I discovered laboratory animal medicine almost by accident. I was trying to find a job in Utah while completing my veterinary school applications. The only veterinary company hiring was IBEX. With no other options, I applied and took a job cleaning rat cages. I had no idea it would put me on a path that would transform my career and life.

At IBEX, we did operations with human and veterinary surgeons from around the world, while learning and testing new therapies. I enjoyed the pace, the challenge, and the teamwork needed to pull off these huge surgical projects. So, I chose to pursue surgical training.

While at IBEX, I applied to veterinary school with the goal of becoming a preclinical specialist. During veterinary school, I networked as much as I could with different research organizations. After WSU, I worked as a surgeon at Medtronic in their preclinical division. There, I worked with the most accomplished veterinary and medical device researchers in the world, and my passion for the industry took off.
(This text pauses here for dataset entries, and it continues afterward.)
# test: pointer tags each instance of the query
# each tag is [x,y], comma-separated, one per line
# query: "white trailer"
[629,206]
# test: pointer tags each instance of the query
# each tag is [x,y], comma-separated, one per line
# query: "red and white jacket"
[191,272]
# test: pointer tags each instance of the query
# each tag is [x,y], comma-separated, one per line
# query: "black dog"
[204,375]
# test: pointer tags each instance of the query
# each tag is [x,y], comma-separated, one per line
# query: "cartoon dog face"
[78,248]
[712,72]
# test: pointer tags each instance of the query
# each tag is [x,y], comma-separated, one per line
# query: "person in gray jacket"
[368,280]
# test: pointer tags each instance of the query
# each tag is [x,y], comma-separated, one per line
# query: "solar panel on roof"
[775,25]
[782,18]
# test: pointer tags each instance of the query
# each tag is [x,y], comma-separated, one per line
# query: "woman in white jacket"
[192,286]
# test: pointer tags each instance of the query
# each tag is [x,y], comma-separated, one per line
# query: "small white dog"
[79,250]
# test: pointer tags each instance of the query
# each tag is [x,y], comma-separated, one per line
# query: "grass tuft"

What are one or two reasons why preclinical research and biomedical research are such an important part of our scientific community?

In my opinion, animal research is critical for safe and accelerated innovation. When it comes to new medical devices and drugs, the risk of harm from these therapies is very real. The only way we can truly know what those risks are is if they are tested. Because we can test and trial so many innovations with our animal partners, we can keep people safe and find potential failures in those innovations in the early stages. This is far better than failing in the later stages and potentially harming people, especially when the resource and time expenditure is so much greater. These early results allow researchers and innovators to home in on ideas that have actual, demonstrated potential, which dramatically increases the effectiveness and efficiency of their resources and efforts.
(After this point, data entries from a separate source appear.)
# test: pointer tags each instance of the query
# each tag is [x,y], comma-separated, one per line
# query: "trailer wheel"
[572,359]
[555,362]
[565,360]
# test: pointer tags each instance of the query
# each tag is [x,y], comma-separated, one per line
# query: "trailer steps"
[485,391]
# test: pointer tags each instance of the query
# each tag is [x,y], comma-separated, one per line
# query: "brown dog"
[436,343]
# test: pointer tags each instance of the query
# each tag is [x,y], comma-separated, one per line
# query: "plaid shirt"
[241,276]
As you charted your career, were there people who influenced your direction?

I’ve benefitted immensely from good leaders and teachers, personally and professionally.

One of these leaders is Dr. Noah Barka, DVM, a Distinguished Scientist and surgeon at a leading medical technology company. Through him, I met with patients and scientists who benefited directly from the devices we were conducting pre-clinical research on. Without his mentorship, I wouldn’t have been able to see how truly impactful our work as research veterinarians can be.

As I developed and laid the groundwork for my career, I deliberately sought out experiences that exposed me to people and situations that forced me to learn leadership, problem-solving, and how to effectively help people. Passing on to others the example given to me is something that drives me.

Did you envision becoming CEO of a company?

I never set a goal to become CEO specifically, but I did set a goal to build a company that would lead the industry and also facilitate blessing the lives of millions of people. The work we do in preclinical research directly helps create, refine, and discover new therapies and technologies to save people’s lives.

Becoming CEO is a natural evolution of my goals. I’m embracing it until I need to fill a different role, and I’ll continue building toward that ultimate goal.

While at WSU, Packer helped establish a scholarship with fellow DVM students in memory of their classmate, Dr. Jessica Brooks (’17, DVM). Jessica Brooks Memorial Scholarship.